Quality check before you finish
- Roadmap, caddy, and paperwork ready before day one.
- Experienced buddy assigned.
- Core SOPs taught with the how AND the why.
- Shadow → supervised → solo completed with sign-off.
- Probation check-ins scheduled; early feedback reviewed.
- Safety orientation completed per the business plan.
This is a free, source-anchored standard operating procedure (SOP) you can print and hand to staff. It documents the work sequence for a House Cleaning business — not safety or regulatory rulings, which defer to the cited authorities, the applicable code, and your own health-and-safety plan. Open the tool above to print it, toggle ink-saver, or (with a free ToolFluency Business account) edit it to match your own workflow.
Sources
- ISSA — How to Train Cleaning Staff (issa.com)

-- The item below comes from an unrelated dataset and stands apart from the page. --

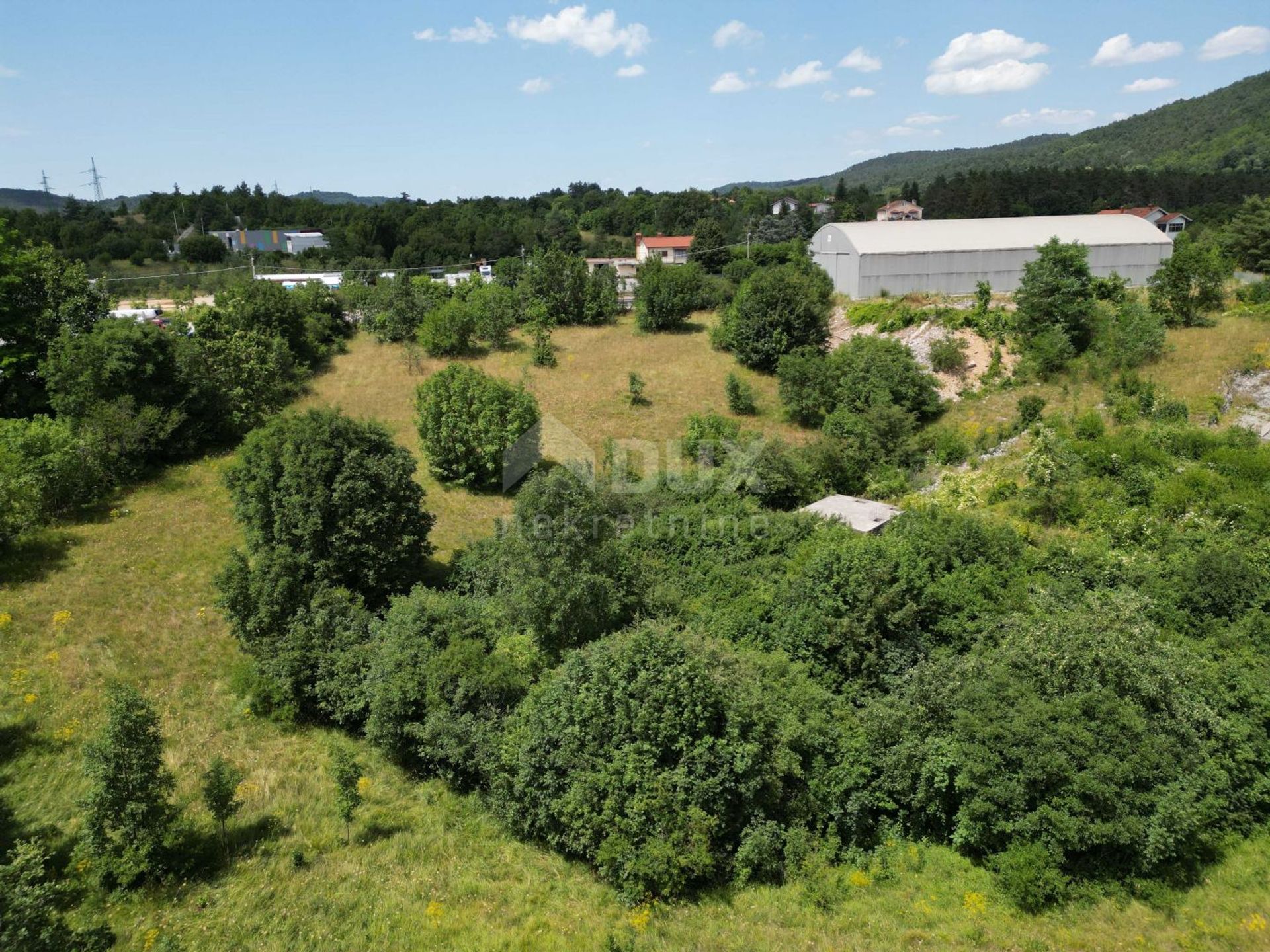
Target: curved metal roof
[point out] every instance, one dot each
(988, 234)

- Jobber Academy — Training New Cleaning Employees (getjobber.com)
- WorkWave — Training New Maids & House Cleaning Employees (workwave.com)

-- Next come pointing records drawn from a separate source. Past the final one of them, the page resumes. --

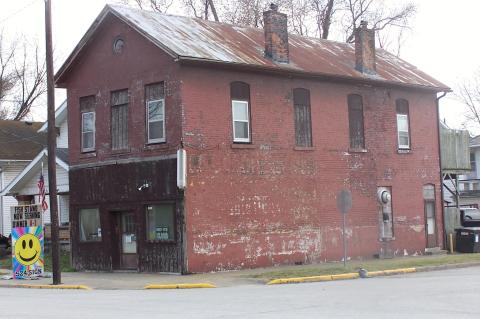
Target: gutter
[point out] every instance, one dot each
(187, 60)
(437, 102)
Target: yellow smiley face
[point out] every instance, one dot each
(27, 249)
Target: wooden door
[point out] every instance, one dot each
(128, 241)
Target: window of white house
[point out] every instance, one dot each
(160, 222)
(156, 121)
(90, 229)
(88, 131)
(240, 97)
(403, 127)
(241, 123)
(155, 112)
(87, 109)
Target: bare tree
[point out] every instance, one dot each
(384, 19)
(22, 78)
(468, 92)
(155, 5)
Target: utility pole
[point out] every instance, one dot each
(51, 143)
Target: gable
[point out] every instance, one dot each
(206, 41)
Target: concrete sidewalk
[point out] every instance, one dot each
(134, 280)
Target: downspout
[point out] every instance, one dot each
(437, 102)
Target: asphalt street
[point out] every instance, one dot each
(451, 293)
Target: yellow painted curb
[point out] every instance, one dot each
(82, 287)
(179, 286)
(340, 276)
(312, 279)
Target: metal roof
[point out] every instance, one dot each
(200, 40)
(20, 140)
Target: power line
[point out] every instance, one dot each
(18, 11)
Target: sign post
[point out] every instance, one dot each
(27, 242)
(344, 204)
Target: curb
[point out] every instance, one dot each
(388, 272)
(294, 280)
(32, 286)
(179, 286)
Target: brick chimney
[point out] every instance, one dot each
(276, 34)
(365, 49)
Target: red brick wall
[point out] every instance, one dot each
(273, 204)
(99, 71)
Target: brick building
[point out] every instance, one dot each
(273, 125)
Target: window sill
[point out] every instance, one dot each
(120, 152)
(243, 146)
(88, 154)
(404, 151)
(357, 150)
(304, 148)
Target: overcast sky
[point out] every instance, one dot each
(443, 42)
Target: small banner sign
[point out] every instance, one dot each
(27, 242)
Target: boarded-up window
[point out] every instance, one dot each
(119, 101)
(87, 109)
(355, 121)
(303, 121)
(240, 97)
(403, 125)
(155, 112)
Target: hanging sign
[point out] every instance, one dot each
(27, 242)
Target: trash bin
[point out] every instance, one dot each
(468, 240)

About Free New Cleaner Onboarding SOP
Free printable new cleaner onboarding SOP: a first-week training plan, a buddy ride-along, training on the core SOPs, supervised solo work, and check-ins.
How to use
- Read the full procedure top to bottom before the work — the SOP runs in order and each step builds on the last.
- Toggle Ink-saver (black & white) for a cheaper mono print for the binder; leave it off for the full-color version.

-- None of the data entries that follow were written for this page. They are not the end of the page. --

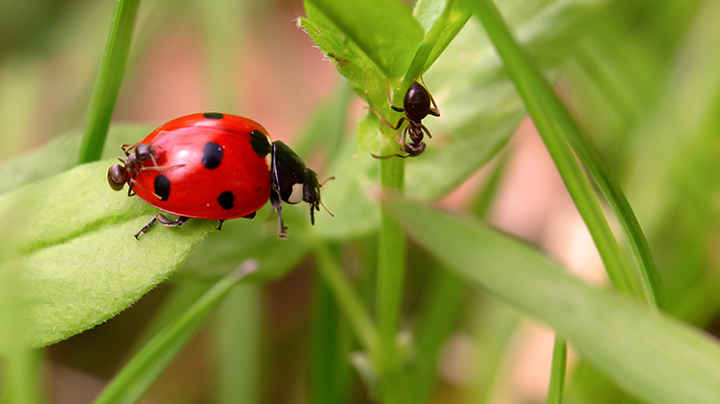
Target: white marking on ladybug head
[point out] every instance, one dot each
(297, 194)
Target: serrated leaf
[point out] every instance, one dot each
(384, 30)
(650, 355)
(480, 107)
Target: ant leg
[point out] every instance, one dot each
(427, 132)
(277, 206)
(402, 138)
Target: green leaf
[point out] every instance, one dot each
(384, 30)
(76, 259)
(617, 335)
(480, 107)
(60, 155)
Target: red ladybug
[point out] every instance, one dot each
(214, 166)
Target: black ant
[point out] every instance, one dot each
(418, 103)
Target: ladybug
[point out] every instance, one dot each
(214, 166)
(417, 104)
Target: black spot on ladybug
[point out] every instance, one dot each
(162, 187)
(259, 143)
(212, 155)
(213, 115)
(227, 200)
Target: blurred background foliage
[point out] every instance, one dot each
(643, 82)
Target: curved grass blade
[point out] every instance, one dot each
(554, 123)
(141, 372)
(650, 355)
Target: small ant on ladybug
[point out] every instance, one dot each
(417, 104)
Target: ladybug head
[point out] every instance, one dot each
(295, 182)
(311, 193)
(117, 176)
(121, 174)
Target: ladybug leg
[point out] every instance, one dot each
(146, 228)
(277, 206)
(162, 219)
(171, 223)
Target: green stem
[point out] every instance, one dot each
(107, 86)
(390, 280)
(557, 375)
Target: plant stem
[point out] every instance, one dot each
(391, 277)
(107, 86)
(557, 375)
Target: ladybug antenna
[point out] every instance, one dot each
(389, 156)
(330, 178)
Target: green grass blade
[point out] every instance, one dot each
(348, 301)
(557, 375)
(237, 346)
(330, 346)
(650, 355)
(551, 119)
(107, 87)
(141, 372)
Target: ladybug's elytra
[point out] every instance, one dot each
(214, 166)
(417, 104)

- Click Print SOP to print or save as PDF. Print one per crew, laminate it for the binder, or attach it to the job in your scheduling system.
- Train new hires on it and have staff sign off. Found something out of date? Use the feedback link — flagged SOPs are re-researched against the source list.
Frequently asked questions
How do you train a new house cleaner?
Use a structured first weeks plan: prepare a roadmap and supplies before day one, pair the new cleaner with an experienced one for ride-alongs, train on the core SOPs (standard clean, bathroom, kitchen, color-coding), have them work supervised with feedback before going solo, and hold regular check-ins through a probation period.
How long does it take to train a cleaner?
A common pattern is around two weeks of hands-on shadowing and supervised work, then a probation window (often ~90 days) with weekly check-ins and client-feedback review. The buddy/ride-along model gets a new cleaner to standard faster than handing them a checklist alone.